Pan-cancer multi-omics characterization of CDK12 and virtual screening of Vietnamese natural products for novel inhibitors

Abstract

Cyclin-dependent kinase 12 (CDK12), a key regulator of cell-cycle-linked transcriptional programs, has gained increasing attention as a driver of tumorigenesis and a promising therapeutic vulnerability across diverse malignancies. In this study, we combined pan-cancer multi-omics profiling with a computational screen of a Vietnamese medicinal herbs compound library to identify candidate inhibitors targeting both wild-type CDK12 and its drug-resistant C1039F variant. Transcriptomic and proteomic analyses of TCGA and GTEx datasets revealed significant CDK12 overexpression in 14 tumor types compared with matched normal tissues. Overall survival comparisons further indicated that elevated CDK12 expression predicts markedly poorer outcomes in different renal cancer types and glioma, whereas genomic profiling identified ovarian cancer as the malignancy with the highest frequency of CDK12 alterations.
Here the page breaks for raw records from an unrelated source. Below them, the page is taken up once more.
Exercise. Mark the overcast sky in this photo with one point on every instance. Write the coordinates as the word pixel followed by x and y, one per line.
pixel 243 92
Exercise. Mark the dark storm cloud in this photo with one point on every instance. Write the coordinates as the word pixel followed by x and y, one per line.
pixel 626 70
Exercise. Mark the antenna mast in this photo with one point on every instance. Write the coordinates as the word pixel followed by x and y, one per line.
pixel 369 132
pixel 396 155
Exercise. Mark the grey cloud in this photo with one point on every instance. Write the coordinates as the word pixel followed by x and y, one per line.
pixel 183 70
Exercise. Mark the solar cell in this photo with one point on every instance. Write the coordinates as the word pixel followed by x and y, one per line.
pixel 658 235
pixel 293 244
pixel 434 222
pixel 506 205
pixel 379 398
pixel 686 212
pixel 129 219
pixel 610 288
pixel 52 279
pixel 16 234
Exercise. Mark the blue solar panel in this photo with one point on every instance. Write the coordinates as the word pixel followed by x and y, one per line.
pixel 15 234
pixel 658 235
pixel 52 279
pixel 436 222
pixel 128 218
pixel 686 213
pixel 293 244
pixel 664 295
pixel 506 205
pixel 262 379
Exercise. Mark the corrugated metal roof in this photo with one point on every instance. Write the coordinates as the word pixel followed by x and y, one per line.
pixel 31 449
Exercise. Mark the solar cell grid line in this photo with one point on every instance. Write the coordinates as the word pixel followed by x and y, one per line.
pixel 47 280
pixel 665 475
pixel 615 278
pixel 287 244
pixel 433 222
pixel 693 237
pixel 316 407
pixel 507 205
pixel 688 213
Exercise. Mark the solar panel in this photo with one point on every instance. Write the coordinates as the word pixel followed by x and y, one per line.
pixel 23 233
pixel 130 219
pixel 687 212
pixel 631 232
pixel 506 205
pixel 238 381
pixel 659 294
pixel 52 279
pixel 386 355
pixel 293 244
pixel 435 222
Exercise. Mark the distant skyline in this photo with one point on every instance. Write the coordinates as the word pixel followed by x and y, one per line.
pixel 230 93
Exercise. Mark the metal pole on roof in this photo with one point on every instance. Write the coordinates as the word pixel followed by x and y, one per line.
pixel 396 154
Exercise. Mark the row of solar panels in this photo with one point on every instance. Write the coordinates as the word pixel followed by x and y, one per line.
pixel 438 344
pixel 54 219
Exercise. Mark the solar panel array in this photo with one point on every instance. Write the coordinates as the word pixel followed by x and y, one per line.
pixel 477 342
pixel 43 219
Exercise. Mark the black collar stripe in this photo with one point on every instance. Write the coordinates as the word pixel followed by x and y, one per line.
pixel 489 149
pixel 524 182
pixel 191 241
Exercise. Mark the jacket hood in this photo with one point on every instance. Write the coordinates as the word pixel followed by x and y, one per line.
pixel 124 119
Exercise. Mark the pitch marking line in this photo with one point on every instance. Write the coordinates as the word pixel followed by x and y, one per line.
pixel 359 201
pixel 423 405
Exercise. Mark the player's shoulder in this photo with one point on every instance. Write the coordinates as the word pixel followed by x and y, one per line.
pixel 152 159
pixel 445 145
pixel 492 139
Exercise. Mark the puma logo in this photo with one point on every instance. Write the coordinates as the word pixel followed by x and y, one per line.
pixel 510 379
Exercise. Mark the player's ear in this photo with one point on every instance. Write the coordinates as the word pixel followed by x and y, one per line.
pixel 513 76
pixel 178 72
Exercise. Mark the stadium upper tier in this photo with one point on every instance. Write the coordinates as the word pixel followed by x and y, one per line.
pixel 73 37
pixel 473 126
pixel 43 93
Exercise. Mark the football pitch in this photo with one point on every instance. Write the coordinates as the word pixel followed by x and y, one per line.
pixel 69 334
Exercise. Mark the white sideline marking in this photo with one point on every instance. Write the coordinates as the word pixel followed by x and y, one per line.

Immune deconvolution analyses showed strong associations between CDK12 expression and infiltration by endothelial cells and natural killer T cells, suggesting a link between CDK12 dysregulation and tumor immune evasion. Complementing the multi-omics investigation, molecular docking, molecular dynamics simulations, and MM/PBSA free-energy calculations were conducted to evaluate the binding profiles of natural compounds derived from Vietnamese medicinal plants against both CDK12 variants. Several phytochemicals including 2,3-Diepicastasterone from Phaseolus vulgaris (- 131.038 +/- 23.572 kcal/mol), as well as compounds from Eurycoma longifolia and Oryza sativa-exhibited highly favorable binding affinities and stable interaction dynamics, highlighting them as promising scaffolds for CDK12 inhibitor development. Collectively, our findings establish CDK12 as a robust biomarker for cancer diagnosis, prognosis, and immune modulation, while highlighting natural-product-based scaffolds as promising leads for next-generation CDK12 inhibitors targeting both wild-type and resistant variants, potentially synergizing with emerging immuno-oncology strategies.